Rzeczniczka PiS Beata Mazurek o uchwale Sądu Najwyższego: zebrał się zespół kolesi
- Dzisiejsze stanowisko Sądu Najwyższego odbieram jednoznacznie - jest to dalsze szerzenie się anarchii w naszym kraju. Tak naprawdę zebrał się zespół kolesi, którzy bronią status quo poprzedniej władzy - powiedziała rzeczniczka PiS Beata Mazurek, odnosząc się do uchwały, w której SN zapowiedział, że będzie respektował wszystkie wyroki Trybunału Konstytucyjnego, nawet te nieopublikowane. Słowa Mazurek odbiły się głębokim echem i wywołały burzę wśród opozycji. Klub Nowoczesna zapowiedział skierowanie sprawy do Komisji Etyki Poselskiej.
Słowami rzecznika PiS oburzona jest Nowoczesna. - Nie zgadzamy się z tym, takie wyzwiska nie są godne posła RP, na pewno skierujemy tę sprawę do komisji etyki - zapowiedziała posłanka Joanna Scheuring-Wielgus.

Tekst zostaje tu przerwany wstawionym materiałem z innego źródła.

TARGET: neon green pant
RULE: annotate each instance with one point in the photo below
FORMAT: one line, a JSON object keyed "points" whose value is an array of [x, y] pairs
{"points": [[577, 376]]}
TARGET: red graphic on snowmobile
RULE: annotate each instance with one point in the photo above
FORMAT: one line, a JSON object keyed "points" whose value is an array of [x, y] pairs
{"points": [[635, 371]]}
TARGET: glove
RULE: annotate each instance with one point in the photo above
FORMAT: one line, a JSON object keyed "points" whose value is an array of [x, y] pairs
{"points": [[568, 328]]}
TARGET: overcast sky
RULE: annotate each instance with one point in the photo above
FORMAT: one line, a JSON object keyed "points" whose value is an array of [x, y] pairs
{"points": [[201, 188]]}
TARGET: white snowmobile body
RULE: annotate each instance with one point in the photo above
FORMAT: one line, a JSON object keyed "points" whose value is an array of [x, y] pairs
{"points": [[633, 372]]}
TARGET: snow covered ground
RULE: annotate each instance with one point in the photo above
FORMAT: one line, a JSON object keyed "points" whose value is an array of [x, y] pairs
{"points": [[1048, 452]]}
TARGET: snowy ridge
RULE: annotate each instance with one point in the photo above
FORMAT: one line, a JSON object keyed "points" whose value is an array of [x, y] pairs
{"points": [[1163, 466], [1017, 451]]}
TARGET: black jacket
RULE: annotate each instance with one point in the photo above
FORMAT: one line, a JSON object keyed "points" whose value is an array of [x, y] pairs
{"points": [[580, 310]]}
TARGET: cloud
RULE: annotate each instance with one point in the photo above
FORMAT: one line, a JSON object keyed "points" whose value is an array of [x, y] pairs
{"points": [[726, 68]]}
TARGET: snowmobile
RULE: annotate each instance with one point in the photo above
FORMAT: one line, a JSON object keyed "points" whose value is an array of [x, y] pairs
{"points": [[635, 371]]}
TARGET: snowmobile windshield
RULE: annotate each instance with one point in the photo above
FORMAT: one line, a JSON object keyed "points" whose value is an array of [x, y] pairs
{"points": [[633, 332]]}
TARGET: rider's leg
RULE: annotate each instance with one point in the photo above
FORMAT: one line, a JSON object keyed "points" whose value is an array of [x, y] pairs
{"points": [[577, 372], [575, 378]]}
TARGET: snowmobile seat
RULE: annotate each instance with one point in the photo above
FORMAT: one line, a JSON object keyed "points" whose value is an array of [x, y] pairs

- Jakie gremium musi się jeszcze zebrać, żeby potwierdzić, iż orzeczenia TK są ostateczne i powszechnie obowiązujące? Już nie wystarcza Trybunał Konstytucyjny, bo to "spotkanie towarzyskie", już nie wystarcza Sąd Najwyższy i podjęta przez niego uchwała, bo to "grupa kolesiów". Powstaje więc pytanie: co musi się wydarzyć, żeby rząd respektował wyroki TK? Istnieje obawa, czy będzie respektował wyroki sądów powszechnych, bo to też może "kolesie" albo "spotkanie towarzyskie" - powiedziała z kolei parlamentarzystka Nowoczesnej Barbara Dolniak.
Słowa Beaty Mazurek skrytykował też poseł PO, były minister sprawiedliwości Borys Budka. - Jeżeli nie ma się argumentów merytorycznych, jeżeli poziom intelektualny dyskusji jest za wysoki dla adwersarzy ze strony PiS, to sięga się do ordynarnych inwektyw - powiedział.
Zarzuty opozycji odpiera poseł PiS Michał Wójcik. - Nasz rząd, rząd premier Beaty Szydło, pracuje bardzo intensywnie. Pamiętajmy o tym, że przygotowaliśmy program 500+, a dziś jest bardzo ważny moment, o co państwo (dziennikarze - przyp. red.) nie chcecie mnie pytać - tj. moment dotyczący podpisania porozumienia dotyczącego stworzenia nowej spółki - Polskiej Grupy Górniczej. 100 tys. miejsc pracy zostanie tak naprawdę uratowane i to jest dla nas i dla Polaków ważniejsza informacja, niż to, co się dzieje wokół TK - powiedział.
Wtorkowa uchwała Zgromadzenia Ogólnego Sędziów Sądu Najwyższego głosi, że "nieopublikowany wyrok Trybunału Konstytucyjnego o niekonstytucyjności jakiegoś przepisu uchyla domniemanie jego zgodności z konstytucją już z chwilą ogłoszenia wyroku". Od 9 marca, gdy TK orzekł o niekonstytucyjności grudniowej nowelizacji ustawy o TK autorstwa PiS, rząd odmawia publikacji wyroków wskazując, że są one podejmowane niezgodnie z obowiązującymi przepisami.